I had a quick look around, because we were clearly, 'Stationary sailboat in the vicinity of...' I could see no other boats, so I answered. It was strange he didn't address us by name like other AIS-equipped vessels did.
”You must immediately proceed to and keep a distance of ten miles from the complex!”
No I mustn't. The charted Prohibited Zone consisted of three circles, each with a three-mile radius, connected by tangents to make a triangle with rounded corners. If they wanted us to stay ten miles away, they should have put a ten-mile ring around the place. This used to drive us nuts about the U.S. Navy. They put up a barrier saying “Do Not Cross!!” and then yell at you for even looking in its direction. If the line you really don't want us to cross is 200 meters from the barrier, then move the damn barrier!
“Okay. We don't have any wind at the moment, but when we do get moving, we'll stay clear of the Prohibited Zone.”
There was a long pause and then, “Roger”
I suspect that what happened was the guy got up, looked out the window and saw an unexpected vessel in his kingdom and as a gut reaction, he demanded that we retreat to a distance that is conveniently one which would put us back over the horizon out of sight. Had anyone bothered to look at their AIS display, they would have seen us creeping up eighteen hours ago, make a noticeable course change to creep around and then continue on a course that was clearly intended to creep away. Even if we had been headed straight at them, it would have taken us something like nine hours to get within match-throwing range.

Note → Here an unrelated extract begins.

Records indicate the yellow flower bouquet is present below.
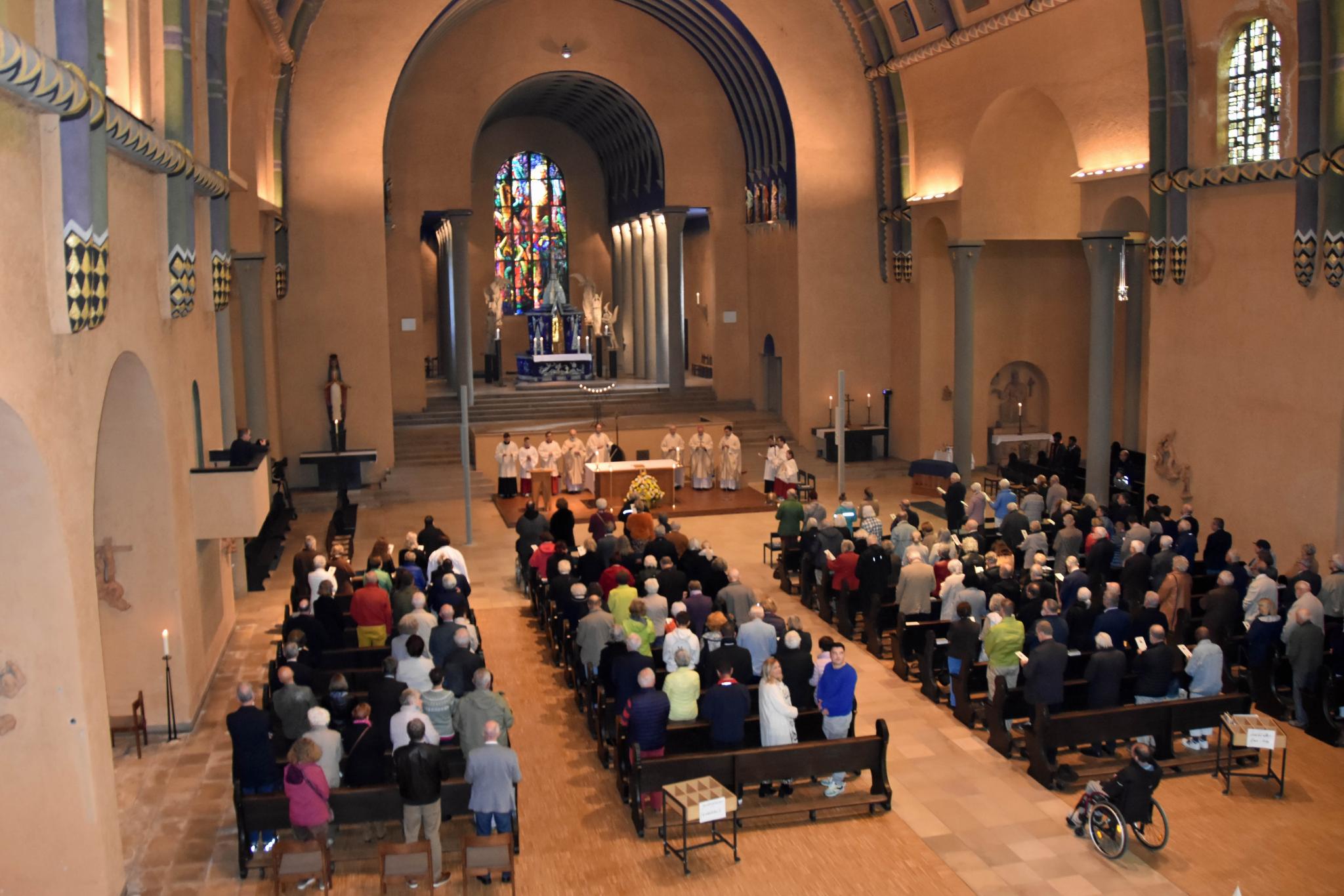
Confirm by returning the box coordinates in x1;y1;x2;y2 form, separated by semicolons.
625;470;663;509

We spent our slowest day within sight of each other. Occasionally, wind and current would conspire to push us sideways into the complex at 0.2 knots or something. They never called us back to complain, but I felt like I could feel them staring at us. It made me much less sanguine about not being able to control where we are going. Of course, we had a motor or two, which I'm sure they knew, but they never insisted on us resorting to their use. I wasn't about to offer because we may need that fuel later for something way more important than driving out of the imaginary buffer zone of a real buffer zone so we can bob around over there instead.
We had to get around The Bayu-Undan gas field
Pictures taken using a good zoom
Late that night, on Maryanne's watch, some reliable wind arrived and we were able to slowly resume our progress westbound. I was especially pleased to watch the gas complex recede over the horizon because it was really bright and it washed out all of the stars.
We were not the only thing floating around out here, The boat seemed to be 'anchored' in over 1000m of ocean depth
By Day Seven, we had made it to within fifty miles of the island of Timor. It was finally time to turn left to parallel the Australian coast, just under five hundred miles away. The wind veered clockwise from northeast to east and then southeast. We doused the spinnaker and switched back to working sail. We were now sailing across the wind. It was forecast to move even further forward and strengthen soon. Our days of easy sailing and gentle motion would be coming to an end.
Poor Maryanne. Twice a day after poring over the weather, I would modify our route to reflect my best estimate for where we needed to sail. The system building along the coast was increasing in ferocity. To avoid it, we would have to swing wider and wider to get around the worst of it. First, it looked like we would have to go to 110°E. Then it was 108°. Then it was 106°30' or maybe 105°15'.